Hematologists Highlight Top Data From ASCO 2026

Key hematologic oncology data drew attention at the 2026 ASCO Annual Meeting, with key phase 3 trials reading out across the multiple myeloma, diffuse large B-cell lymphoma (DLBCL), and myelofibrosis settings. Experts helped outline some of the top hematology findings shared at the meeting and what these findings may mean for clinical practice.

MajesTEC-9: a phase 3 randomized study of teclistamab monotherapy vs investigator’s choice of pomalidomide, bortezomib, and dexamethasone or carfilzomib and dexamethasone (PVd/Kd) in patients (pts) with relapsed refractory multiple myeloma (RRMM).

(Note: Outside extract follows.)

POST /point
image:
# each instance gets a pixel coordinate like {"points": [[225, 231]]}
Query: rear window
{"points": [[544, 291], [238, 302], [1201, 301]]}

Teclistamab-cqyv (Tecvayli) monotherapy generated statistically significant improvements in progression-free survival (PFS) and overall survival (OS) compared with investigator’s choice of pomalidomide (Pomalyst) plus bortezomib (Velcade) and dexamethasone (PVd) or carfilzomib (Kyprolis) plus dexamethasone (Kd) in patients with relapsed/refractory multiple myeloma who had received 1 to 3 prior lines of therapy that included daratumumab (Darzalex) and lenalidomide (Revlimid) in the phase 3 MajesTEC-9 trial (NCT05572515).¹

Findings showed teclistamab (n = 296) reduced the risk of disease progression or death by 71% compared with the standard-of-care (SOC) regimens (n = 297; HR, 0.29; 95% CI, 0.23-0.38; P < .0001). The median PFS was not reached (NR) in the experimental arm vs 8.2 months in the control arm. The estimated 18-month PFS rates were 69.8% for teclistamab compared with 26.9% for SOC. Additionally, teclistamab reduced the risk of death by 40% compared with SOC (HR, 0.60; 95% CI, 0.43-0.83; P = .0020). The median OS was NR in both arms, but the estimated 18-month OS rates were 79.2% and 68.6% for teclistamab and SOC, respectively.

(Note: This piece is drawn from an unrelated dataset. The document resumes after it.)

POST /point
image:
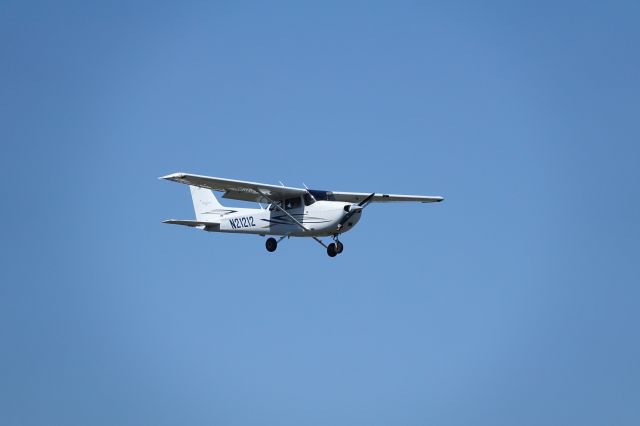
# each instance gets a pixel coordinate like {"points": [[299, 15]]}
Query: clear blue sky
{"points": [[514, 302]]}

Saad Usmani, MD, MBA, FACP, FASCO

Memorial Sloan Kettering Cancer Center

“We had 2 clinical trials in the relapsed setting read out [at ASCO 2026] that had a high proportion of patients who are daratumumab- and lenalidomide-refractory. One clinical trial is [MajesTEC-9 with] teclistamab monotherapy compared with SOC regimens...I’m especially encouraged by the monotherapy teclistamab data. It’s relevant to our clinical practice because many patients get daratumumab and lenalidomide exposure [and then] refractoriness nowadays at the time of relapse.”

Rahul Banerjee, MD, FACP

Fred Hutchinson Cancer Center

“In my practice, for the past 4 years, [all] patients [have been] receiving an anti-CD38 [agent] as part of their induction in the modern era. What do you do with those patients [at relapse]? Do you keep the daratumumab going? Do you use teclistamab plus daratumumab, or teclistamab by itself? We didn’t know. Now we know that teclistamab by itself does carry a punch in these patients. We saw improved rates of complete response [CR], improved minimal residual disease negativity, and improves PFS; that’s remarkable. Will it change how we use the drug? Not directly, so to speak—teclistamab has already been approved [after] 1 prior line [of therapy], but the approval has remained for teclistamab plus daratumumab as a doublet. For patients who can get both, where it makes sense to offer both, I do…. This is not a competition between the 2 [regimens]. Daratumumab probably does add some myeloma activity…. However, if a patient is daratumumab refractory and you had doubts about whether teclistamab monotherapy works, you should no longer have any doubts, because MajesTEC-9 showed that it does work and works quite well.”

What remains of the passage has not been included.